Brexit, élection : la campagne de Boris Johnson et ses enjeux pour nous

La campagne va être terrible. Les anti- vont jeter toutes leurs forces dans la bataille, avec l’énergie du désespoir. Après avoir, jusqu’ici, bénéficié des manœuvres dilatoires du Speaker Bercow (président de la Chambre des communes), qui a systématiquement freiné le processus, aidé de députés peu respectueux du résultat du référendum en faveur du Brexit, ils savent maintenant qu’il y a une deadline. La consultation électorale aura lieu le 12 décembre, selon le vœu du Premier ministre, avec un accord en suspens qui lui permet de faire campagne sur le slogan du « Let’s get Brexit done ».

Alain de Benoist nous rassurerait presque en disant que « l’issue ne fait pas de doute », si ce n’est qu’il ajoute, reprenant l’antienne « La Grande-Bretagne dérivera vers le “grand large”, conformément à sa vocation insulaire », qu’« à défaut d’avoir pu acheter le Groenland, Donald Trump achètera les Anglais », ce qui est une contre-vérité.

Trump, dans l’état actuel de l’accord de Brexit avec l’Union européenne, dit ne pas pouvoir établir de partenariat spécial avec le Royaume-Uni. Lors d’une interview, il a encouragé l’alliance de Farage et de Johnson au prix d’un Brexit sans accord en lançant à Nigel Farage : « J’aimerais vous voir vous mettre ensemble, je pense que ce serait formidable. » Mais Johnson a rejeté la proposition d’une forme d’alliance pour le « leave » avec le chef du Parti du Brexit.

Devant le 10 Downing Street, Boris Johnson a plaisanté : « L’accord [de Brexit] est prêt. Mettez-le juste dans le four à micro-ondes », disant vouloir se consacrer au plus vite – se gardant à gauche – au renforcement du service de santé, le NHS (National Health Service) – et à droite – en prônant le modèle australien pour les questions d’immigration et de frontières.

Les garanties du lien entre l’accord de libre-échange et le principe de conformité aux standards européens (droits des travailleurs, droit de la concurrence, environnement) du texte de l’accord de retrait ont été transférées à la déclaration politique qui n’est pas juridiquement contraignante. La déclaration politique évoque une relation économique souple fondée sur un accord de libre-échange, sans quotas ni tarifs, dans le cadre de règles du jeu équitables (level playing field), mais avec la possibilité de diverger par rapport aux règles du marché unique afin de poursuivre une politique commerciale plus indépendante.
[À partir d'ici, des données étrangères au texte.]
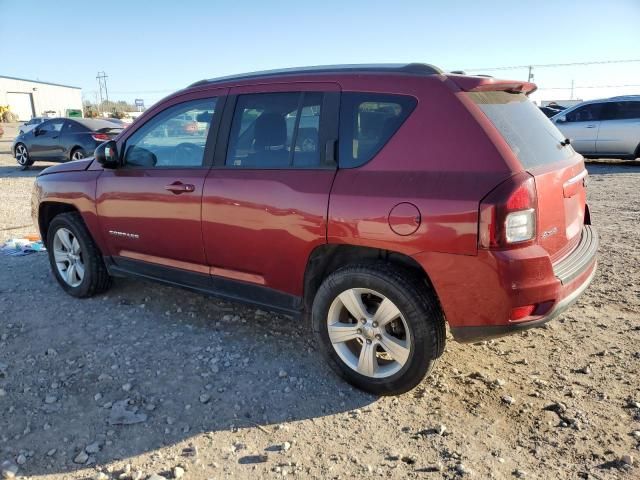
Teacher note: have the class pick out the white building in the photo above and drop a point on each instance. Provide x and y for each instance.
(32, 98)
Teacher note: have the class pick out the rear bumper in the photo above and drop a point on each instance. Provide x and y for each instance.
(478, 293)
(474, 334)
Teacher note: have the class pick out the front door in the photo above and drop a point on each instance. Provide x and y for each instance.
(619, 132)
(149, 210)
(266, 198)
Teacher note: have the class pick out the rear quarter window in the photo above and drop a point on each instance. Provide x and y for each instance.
(367, 122)
(530, 134)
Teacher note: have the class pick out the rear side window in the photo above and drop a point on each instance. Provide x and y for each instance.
(529, 133)
(587, 113)
(276, 130)
(73, 127)
(367, 122)
(621, 111)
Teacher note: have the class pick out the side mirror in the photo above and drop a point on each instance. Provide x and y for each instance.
(107, 154)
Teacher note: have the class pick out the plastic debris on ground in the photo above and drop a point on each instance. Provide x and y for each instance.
(18, 247)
D’où cette inquiétude du bureaucratisme atavique allemand de voir, à moyen terme, instaurer un « Singapour en mer du Nord » qui ferait du Royaume-Uni un concurrent au même titre que la Chine.

Le problème des intellectuels populistes, c’est qu’ils partagent la vision des progressistes comme Raphaël Enthoven ou le Président Macron sur la fin du clivage gauche/droite. Ils se désolent de voir Salvini revenir à la raison avec une union, à droite, de la Lega et de Forza Italia. Mais Alain de Benoist va plus loin. Il reproche à Salvini sa proximité affichée avec Trump, Bolsonaro et « surtout Benyamin Netanyahou, dont le portrait trône à la place d’honneur dans son bureau » (sic). So what ? À Rome a eu lieu une formidable manifestation où Salvini rendait un magnifique hommage à Oriana Fallaci ; ce n’est pas sans rapport.

Je n’ai jamais su, chez eux, ce qui l’emportait entre la haine du libéralisme et celle du monde anglo-saxon. Les partisans d’une voie antilibérale, qu’elle soit celle du socialisme, de l’étatisme ou du capitalisme de connivence, nous conduiront toujours sur la route de la servitude, qui mène à une forme de totalitarisme, comme l’expliquait très bien Hayek. L’union des droites pour une Europe des nations libres est l’alternative.